Resett
- Type: Alternative media
- Format: Online newspaper
- Editor: Maria Zähler
- Founded: 28 August 2017
- Ceased publication: December 2022
- Political alignment: National Conservatism and Anti-Arabism
- Language: Norwegian
- Website: https://www.resett.no

= Resett =

Norwegian website

Resett, also known as Resett.no, was a Norwegian alternative news website that was described by media scholars as "the leading far-right outlet in the Norwegian context" or as one of the "two main websites" of "the extreme right in Norway." It was founded by Helge Lurås in 2017.

Historian Torkel Brekke has compared Resett to Document.no and noted that both publications are known for their "hostility against Islam." The Norwegian Centre Against Racism has described Resett as a "radical right-wing blog." Dagsavisen argued that Resett is not a journalistic medium, and described it as part of the radical right.

Resett described its aim as to "present cases from a different angle than established mass media, and to cover news that other media do not want to cover". The newspaper ceased operations in December 2022.

In July 2018, the newspaper claimed around unique readers per day.

In June 2022, Maria Zähler became the editor-in-chief after Helge Lurås. When she was appointed, she declared that she wants to make Resett to "a center-right, realpolitik newspaper, with common sense as a guiding principle" and "to establish a decent newspaper on the right of Norwegian center". Zähler is transgender, and has written about her transgender experience.

In October 2022, Resett was bought by the Norwegian investor Petter Inge Remøy. Remøy stated that he wanted to save the economically challenged newspaper so that it could produce honest journalism.

Before Resett was established, Editor-in-chief Helge Lurås was a critic of Norwegian military campaigns abroad. His scepticism is also expressed in Resett in their published analysis of NRK's coverage of the civil war in Libya.

Resett states that it follows the Ethical Code of Practice for the Norwegian Press, but its application for membership in the established media organizations in Norway has been rejected.

== Reception ==

Political commentators in Dagsavisen and Dagbladet argued that Resett routinely violated the Ethical Code of Practice, and that the website therefore had to be considered a political campaign rather than a newspaper. A research report analyzing articles and comments in Resett found no clear violations of the Ethical Code of Practice.

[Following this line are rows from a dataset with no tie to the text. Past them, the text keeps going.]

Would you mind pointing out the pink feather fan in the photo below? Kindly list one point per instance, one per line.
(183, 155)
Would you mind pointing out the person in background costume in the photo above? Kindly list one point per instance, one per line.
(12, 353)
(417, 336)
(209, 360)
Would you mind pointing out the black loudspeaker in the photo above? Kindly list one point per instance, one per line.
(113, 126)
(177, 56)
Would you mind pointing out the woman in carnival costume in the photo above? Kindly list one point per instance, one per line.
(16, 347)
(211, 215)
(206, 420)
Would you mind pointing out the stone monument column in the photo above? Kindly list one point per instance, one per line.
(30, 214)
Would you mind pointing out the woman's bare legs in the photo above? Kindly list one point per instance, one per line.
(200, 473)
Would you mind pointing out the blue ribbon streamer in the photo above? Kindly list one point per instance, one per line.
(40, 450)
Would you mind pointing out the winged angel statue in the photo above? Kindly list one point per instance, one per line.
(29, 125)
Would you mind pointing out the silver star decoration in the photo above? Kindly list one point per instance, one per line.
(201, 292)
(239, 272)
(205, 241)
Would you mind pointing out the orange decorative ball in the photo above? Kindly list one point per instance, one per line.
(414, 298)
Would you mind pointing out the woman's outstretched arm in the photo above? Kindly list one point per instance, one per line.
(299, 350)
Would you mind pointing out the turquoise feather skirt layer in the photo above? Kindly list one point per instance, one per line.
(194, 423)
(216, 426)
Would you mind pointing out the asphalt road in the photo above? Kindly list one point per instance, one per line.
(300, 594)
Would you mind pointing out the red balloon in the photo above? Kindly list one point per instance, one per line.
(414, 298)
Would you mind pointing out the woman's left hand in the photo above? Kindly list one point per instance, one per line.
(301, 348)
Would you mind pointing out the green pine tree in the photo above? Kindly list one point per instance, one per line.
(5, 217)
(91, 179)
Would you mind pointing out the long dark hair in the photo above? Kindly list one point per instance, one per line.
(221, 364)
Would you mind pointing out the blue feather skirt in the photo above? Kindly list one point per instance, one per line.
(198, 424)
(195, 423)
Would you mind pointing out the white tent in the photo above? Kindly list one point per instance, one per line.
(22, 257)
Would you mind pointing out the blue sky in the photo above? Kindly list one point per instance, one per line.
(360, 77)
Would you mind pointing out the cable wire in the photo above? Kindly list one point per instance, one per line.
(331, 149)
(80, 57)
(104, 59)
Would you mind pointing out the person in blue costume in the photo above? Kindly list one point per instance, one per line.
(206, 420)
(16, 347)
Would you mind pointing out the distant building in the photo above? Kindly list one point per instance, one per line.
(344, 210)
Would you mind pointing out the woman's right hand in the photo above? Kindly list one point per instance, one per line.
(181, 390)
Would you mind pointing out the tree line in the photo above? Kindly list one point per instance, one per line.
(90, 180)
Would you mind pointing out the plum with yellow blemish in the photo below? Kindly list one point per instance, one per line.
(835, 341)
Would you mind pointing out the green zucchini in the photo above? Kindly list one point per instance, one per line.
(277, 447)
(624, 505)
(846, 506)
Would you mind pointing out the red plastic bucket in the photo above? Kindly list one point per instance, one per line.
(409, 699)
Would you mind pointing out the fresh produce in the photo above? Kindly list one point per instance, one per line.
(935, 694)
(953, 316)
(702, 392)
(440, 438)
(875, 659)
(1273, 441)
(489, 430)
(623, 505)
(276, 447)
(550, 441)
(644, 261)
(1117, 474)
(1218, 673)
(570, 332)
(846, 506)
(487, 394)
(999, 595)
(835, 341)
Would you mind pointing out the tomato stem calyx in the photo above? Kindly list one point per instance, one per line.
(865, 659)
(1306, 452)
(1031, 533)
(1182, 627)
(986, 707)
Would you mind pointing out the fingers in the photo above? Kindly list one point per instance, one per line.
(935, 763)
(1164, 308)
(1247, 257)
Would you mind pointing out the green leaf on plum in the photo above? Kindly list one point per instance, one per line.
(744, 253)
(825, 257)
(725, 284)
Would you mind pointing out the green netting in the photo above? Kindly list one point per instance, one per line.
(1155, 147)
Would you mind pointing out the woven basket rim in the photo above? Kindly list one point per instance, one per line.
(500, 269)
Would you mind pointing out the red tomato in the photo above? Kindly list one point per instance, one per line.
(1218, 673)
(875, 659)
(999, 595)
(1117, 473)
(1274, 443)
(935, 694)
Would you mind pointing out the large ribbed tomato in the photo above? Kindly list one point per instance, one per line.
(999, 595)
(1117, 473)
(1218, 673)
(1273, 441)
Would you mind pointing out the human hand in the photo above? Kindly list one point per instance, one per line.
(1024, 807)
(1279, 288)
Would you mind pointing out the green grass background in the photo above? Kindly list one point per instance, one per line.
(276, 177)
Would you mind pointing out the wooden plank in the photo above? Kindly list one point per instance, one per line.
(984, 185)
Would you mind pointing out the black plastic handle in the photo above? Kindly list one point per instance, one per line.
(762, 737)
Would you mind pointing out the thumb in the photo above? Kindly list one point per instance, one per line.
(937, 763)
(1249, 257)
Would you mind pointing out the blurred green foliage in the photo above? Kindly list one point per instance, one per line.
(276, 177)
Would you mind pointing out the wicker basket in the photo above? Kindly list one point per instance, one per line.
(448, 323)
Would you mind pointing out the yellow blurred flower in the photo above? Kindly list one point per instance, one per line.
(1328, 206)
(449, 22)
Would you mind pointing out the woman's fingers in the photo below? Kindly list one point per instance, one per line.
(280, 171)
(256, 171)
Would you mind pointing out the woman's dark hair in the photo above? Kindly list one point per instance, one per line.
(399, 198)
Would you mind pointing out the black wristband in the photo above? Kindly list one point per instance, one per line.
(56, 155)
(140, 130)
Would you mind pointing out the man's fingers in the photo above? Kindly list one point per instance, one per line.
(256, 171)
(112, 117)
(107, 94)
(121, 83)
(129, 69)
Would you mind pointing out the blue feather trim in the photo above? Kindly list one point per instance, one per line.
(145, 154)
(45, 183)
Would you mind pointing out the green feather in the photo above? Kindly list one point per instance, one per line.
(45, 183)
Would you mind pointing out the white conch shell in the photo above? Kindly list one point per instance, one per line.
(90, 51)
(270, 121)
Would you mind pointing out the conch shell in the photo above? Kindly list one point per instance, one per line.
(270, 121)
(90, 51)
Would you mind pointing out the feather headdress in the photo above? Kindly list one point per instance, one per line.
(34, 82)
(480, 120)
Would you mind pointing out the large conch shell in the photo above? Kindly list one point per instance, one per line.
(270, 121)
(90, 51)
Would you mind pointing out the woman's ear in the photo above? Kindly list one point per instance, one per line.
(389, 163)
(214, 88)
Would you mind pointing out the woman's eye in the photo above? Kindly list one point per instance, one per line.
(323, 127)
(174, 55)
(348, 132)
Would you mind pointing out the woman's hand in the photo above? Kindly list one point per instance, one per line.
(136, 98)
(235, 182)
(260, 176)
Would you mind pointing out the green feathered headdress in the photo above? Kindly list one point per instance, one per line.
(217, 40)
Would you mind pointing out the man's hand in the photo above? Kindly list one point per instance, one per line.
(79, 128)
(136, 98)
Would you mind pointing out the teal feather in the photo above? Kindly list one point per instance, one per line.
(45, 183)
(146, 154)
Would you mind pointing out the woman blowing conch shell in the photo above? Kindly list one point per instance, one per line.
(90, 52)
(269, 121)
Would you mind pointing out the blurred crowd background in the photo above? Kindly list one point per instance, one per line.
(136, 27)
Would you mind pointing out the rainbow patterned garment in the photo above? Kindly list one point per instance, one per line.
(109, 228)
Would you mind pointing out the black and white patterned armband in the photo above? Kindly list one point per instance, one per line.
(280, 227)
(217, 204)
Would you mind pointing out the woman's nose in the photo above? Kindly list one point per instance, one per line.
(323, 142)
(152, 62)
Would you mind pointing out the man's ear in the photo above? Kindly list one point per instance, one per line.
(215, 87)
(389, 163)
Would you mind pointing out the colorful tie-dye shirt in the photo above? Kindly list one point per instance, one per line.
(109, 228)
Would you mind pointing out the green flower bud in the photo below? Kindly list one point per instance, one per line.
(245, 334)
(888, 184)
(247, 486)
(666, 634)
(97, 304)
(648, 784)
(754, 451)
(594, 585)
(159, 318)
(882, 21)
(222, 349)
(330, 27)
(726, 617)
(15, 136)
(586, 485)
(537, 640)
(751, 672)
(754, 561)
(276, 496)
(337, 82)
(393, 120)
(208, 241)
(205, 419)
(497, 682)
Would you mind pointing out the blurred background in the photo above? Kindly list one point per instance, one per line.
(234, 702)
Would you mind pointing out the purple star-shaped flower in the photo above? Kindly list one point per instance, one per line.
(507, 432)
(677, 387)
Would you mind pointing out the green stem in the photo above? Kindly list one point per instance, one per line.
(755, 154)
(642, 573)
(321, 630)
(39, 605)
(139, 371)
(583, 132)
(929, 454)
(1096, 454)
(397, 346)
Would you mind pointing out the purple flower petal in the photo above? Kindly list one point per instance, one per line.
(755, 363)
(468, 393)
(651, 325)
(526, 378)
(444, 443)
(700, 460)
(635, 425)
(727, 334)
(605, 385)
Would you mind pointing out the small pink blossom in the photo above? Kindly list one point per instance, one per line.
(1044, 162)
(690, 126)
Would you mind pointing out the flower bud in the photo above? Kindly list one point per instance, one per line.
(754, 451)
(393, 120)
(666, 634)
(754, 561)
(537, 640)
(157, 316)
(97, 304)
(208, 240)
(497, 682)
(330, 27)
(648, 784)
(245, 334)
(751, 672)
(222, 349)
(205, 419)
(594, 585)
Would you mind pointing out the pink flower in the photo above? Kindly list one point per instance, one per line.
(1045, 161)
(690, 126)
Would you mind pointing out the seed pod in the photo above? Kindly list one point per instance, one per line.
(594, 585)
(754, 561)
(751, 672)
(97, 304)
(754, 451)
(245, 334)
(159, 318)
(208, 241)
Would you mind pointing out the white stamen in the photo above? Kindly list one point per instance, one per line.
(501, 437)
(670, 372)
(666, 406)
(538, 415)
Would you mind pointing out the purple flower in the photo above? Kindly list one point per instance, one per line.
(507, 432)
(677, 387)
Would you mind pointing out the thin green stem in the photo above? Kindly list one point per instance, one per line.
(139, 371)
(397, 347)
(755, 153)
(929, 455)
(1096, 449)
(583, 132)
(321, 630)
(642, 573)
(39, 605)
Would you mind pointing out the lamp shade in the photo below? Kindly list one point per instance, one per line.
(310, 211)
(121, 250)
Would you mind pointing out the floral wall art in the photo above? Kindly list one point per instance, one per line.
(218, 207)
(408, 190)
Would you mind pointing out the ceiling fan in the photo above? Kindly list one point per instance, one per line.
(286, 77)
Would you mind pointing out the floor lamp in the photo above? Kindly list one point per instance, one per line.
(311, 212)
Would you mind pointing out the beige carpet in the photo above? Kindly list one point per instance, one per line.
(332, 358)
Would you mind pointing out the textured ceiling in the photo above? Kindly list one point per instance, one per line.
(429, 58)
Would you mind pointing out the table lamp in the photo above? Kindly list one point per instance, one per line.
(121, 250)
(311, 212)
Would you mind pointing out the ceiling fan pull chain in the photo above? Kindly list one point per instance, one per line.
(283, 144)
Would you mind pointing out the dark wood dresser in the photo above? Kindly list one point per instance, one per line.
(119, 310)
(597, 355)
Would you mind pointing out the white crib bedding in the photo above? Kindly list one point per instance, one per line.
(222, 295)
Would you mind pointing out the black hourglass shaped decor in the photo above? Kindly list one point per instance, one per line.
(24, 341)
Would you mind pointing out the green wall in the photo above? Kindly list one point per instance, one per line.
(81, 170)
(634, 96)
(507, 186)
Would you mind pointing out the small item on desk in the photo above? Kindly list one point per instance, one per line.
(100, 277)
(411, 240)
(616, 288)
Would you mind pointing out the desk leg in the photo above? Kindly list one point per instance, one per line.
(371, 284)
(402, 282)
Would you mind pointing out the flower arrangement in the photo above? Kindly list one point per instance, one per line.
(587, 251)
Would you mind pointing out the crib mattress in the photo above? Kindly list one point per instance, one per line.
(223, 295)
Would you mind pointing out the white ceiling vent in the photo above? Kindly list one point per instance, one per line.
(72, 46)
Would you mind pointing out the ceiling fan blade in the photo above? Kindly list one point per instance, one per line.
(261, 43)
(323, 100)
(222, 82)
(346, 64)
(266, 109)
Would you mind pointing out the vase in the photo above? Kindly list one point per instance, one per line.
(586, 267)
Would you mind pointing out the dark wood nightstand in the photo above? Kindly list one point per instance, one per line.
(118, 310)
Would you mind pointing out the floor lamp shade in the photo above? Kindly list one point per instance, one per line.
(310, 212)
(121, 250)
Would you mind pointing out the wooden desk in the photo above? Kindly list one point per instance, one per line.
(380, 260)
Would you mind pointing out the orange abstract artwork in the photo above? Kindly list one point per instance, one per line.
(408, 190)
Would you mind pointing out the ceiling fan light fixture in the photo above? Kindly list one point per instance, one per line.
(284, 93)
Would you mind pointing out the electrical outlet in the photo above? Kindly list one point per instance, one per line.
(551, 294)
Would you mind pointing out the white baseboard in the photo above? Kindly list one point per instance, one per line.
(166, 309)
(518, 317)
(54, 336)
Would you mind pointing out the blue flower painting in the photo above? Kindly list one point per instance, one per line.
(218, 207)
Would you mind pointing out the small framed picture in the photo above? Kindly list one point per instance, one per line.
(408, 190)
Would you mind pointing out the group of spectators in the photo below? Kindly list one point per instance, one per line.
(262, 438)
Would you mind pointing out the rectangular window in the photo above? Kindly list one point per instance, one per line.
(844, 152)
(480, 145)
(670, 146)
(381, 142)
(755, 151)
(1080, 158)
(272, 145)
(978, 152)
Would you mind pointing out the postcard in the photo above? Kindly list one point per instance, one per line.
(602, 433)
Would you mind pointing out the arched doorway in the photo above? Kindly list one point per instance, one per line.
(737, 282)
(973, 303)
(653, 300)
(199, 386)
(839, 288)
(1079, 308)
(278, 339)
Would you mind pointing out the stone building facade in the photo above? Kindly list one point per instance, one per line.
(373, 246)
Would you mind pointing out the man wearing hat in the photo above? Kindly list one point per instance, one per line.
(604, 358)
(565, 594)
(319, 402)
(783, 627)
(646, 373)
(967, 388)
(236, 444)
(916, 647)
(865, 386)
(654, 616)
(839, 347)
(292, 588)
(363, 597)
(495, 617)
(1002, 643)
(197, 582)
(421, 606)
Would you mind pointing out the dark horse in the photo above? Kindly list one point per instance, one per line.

In 2018, Resett published the "Grande" case; the female head of the Venstre political party reportedly had sex with an underage person at a wedding. Disclosing the name of a female perpetrator in a MeToo-related case was controversial at the time. Later, other newspapers also covered the case.
The editor-in-chief, Helge Lurås, also conveyed an offer of payment for the young man to step forward. The monetary offer was criticized as a breach of ethics.